By Sheri Brake
Managing Director, AccessHR
Several years ago, I hit a wall.
Sure, I had been tired before, overworked, even bored, but this was different. The exhaustion, anxiety and general malaise that I experienced ground my work and life productivity to a halt. It was surreal. I mean, I was (am) a strong, confident, smart woman who did it all and could take on anything…until I couldn’t.
My burnout led to a process of discovery about boundaries and the critical role they play in maintaining mental health. In hindsight, there were many things that I could have done, or an attentive leader could have done, to prevent burnout. As they say, hindsight is 20/20 and as a result of my experience, I learned three important lessons that all leaders need to know about burnout.
Lesson One: Burnout is very real and very dangerous
In addition to decreased performance, productivity, engagement and retention in the workplace, burnout can also have a significant and long-lasting impact on physical and mental health. As I belatedly learned, healthy workplace boundaries are critical in preventing burnout. The physical and mental health impact of burnout exacts a high cost for employers and employees.
In fact, according to Mercer, “Canadian companies lose an estimated $16.6 billion in productivity per year due to workers calling in sick, as a result of mental health issues.”
Lesson Two: We teach people how to treat us.
Both employers and employees have a responsibility to set, maintain and respect healthy boundaries. However, power dynamics dictate that it is the behaviour of the leader that ultimately sets the cultural standards that support or exacerbate workplace health.
For a long time, we had regular working hours and were not accessible once we left the building. Now, thanks to technology, we are almost always accessible. Leaders can set a healthy example by working within set hours and refraining from contacting others outside of those hours. Microsoft Office has a very handy “delay sending” feature. Use it.
I have also developed a love for the word “capacity” and use it in place of the word “time.” For example, I now say, “I don’t have capacity for any additional meetings this week.” Or “I don’t have capacity to take on any additional project work this month.” I don’t need to clarify whether my constraint is time, energy, interest or emotional capacity.

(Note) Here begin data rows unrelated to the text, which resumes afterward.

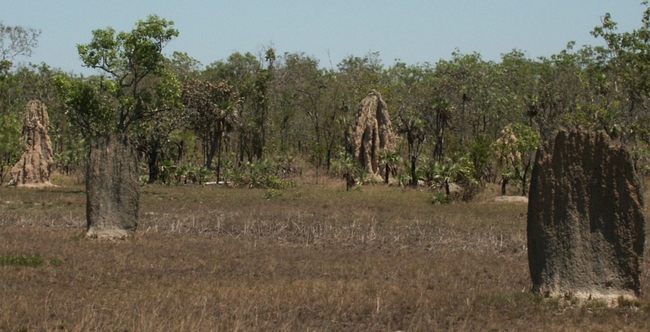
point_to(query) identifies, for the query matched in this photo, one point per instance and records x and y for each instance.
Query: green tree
(515, 149)
(134, 87)
(212, 111)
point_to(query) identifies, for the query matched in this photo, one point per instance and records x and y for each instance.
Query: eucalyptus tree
(212, 112)
(134, 86)
(412, 98)
(251, 81)
(153, 136)
(16, 41)
(626, 60)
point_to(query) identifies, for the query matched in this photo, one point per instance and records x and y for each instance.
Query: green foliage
(440, 198)
(480, 155)
(136, 85)
(515, 150)
(258, 174)
(272, 193)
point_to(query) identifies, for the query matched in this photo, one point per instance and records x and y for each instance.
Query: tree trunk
(387, 172)
(414, 177)
(219, 160)
(112, 188)
(153, 157)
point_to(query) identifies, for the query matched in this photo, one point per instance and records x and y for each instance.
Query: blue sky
(413, 31)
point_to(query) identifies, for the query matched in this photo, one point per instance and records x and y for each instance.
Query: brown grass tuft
(314, 258)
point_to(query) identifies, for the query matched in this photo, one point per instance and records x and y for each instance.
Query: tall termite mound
(112, 188)
(35, 166)
(586, 228)
(373, 132)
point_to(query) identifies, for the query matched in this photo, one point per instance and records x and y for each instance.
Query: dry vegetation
(311, 258)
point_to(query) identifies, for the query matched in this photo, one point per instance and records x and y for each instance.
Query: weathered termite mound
(35, 166)
(373, 132)
(112, 188)
(585, 219)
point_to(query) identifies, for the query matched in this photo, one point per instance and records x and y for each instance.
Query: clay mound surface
(35, 165)
(586, 228)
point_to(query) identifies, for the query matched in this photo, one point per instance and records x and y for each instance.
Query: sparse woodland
(256, 118)
(278, 244)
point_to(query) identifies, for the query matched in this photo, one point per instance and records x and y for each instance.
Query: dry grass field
(313, 258)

A psychologically safe workplace will create a foundational boundary for all employees. Ensuring that the workplace is free from harassment, discrimination, bullying and violence is imperative. Creating a workplace where employees feel safe expressing themselves (and that their privacy is protected) is also important.
Vulnerability displayed by a leader tells employees that it is ok to do the same. A leader who regularly checks in with the team to ask about capacity and time constraints will clear the path for employees to speak up when their boundaries are being challenged.

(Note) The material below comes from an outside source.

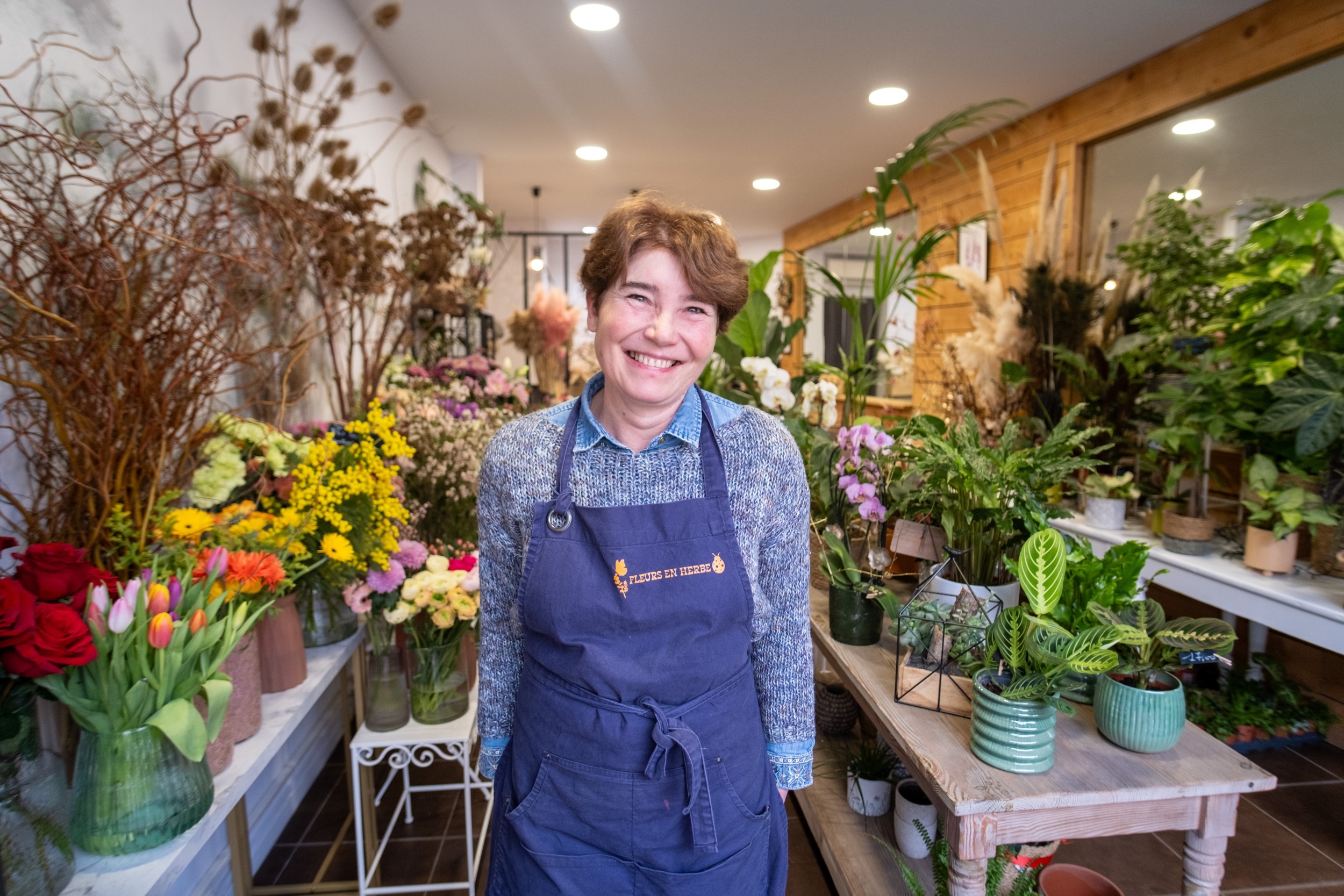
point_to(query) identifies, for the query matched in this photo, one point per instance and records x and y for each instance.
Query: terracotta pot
(244, 668)
(1269, 555)
(280, 648)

Here are some questions to get those conversations started:
- How are you feeling these days? What are you enjoying? What is concerning you? On a scale of one to ten, can you describe your stress level?
- Have you scheduled your vacation time yet? When can we talk about how the team will back you up so that you can really take a break?
- What one change would make life better for you right now?
The current global pandemic has emphasized the importance of respecting physical boundaries. Some of us are huggers and others most definitely are not. Heck, it will be a while before many of us are even comfortable shaking hands again! Having your physical boundaries respected starts with asking for what you need.
- We need to make this meeting virtual. The boardroom is not large enough to accommodate everyone.
- Please don’t be offended. I am substituting waves for handshakes for a while longer.
- I realized during the pandemic that I like more personal space, could you please back up?
Lesson Three: Boundaries work.
Imagine a workplace free from the stress caused by a lack of boundaries. Boundaries give employees the opportunity to thrive and be more fully engaged. Establishing healthy workplace boundaries is a skill that can be modeled, taught and learned.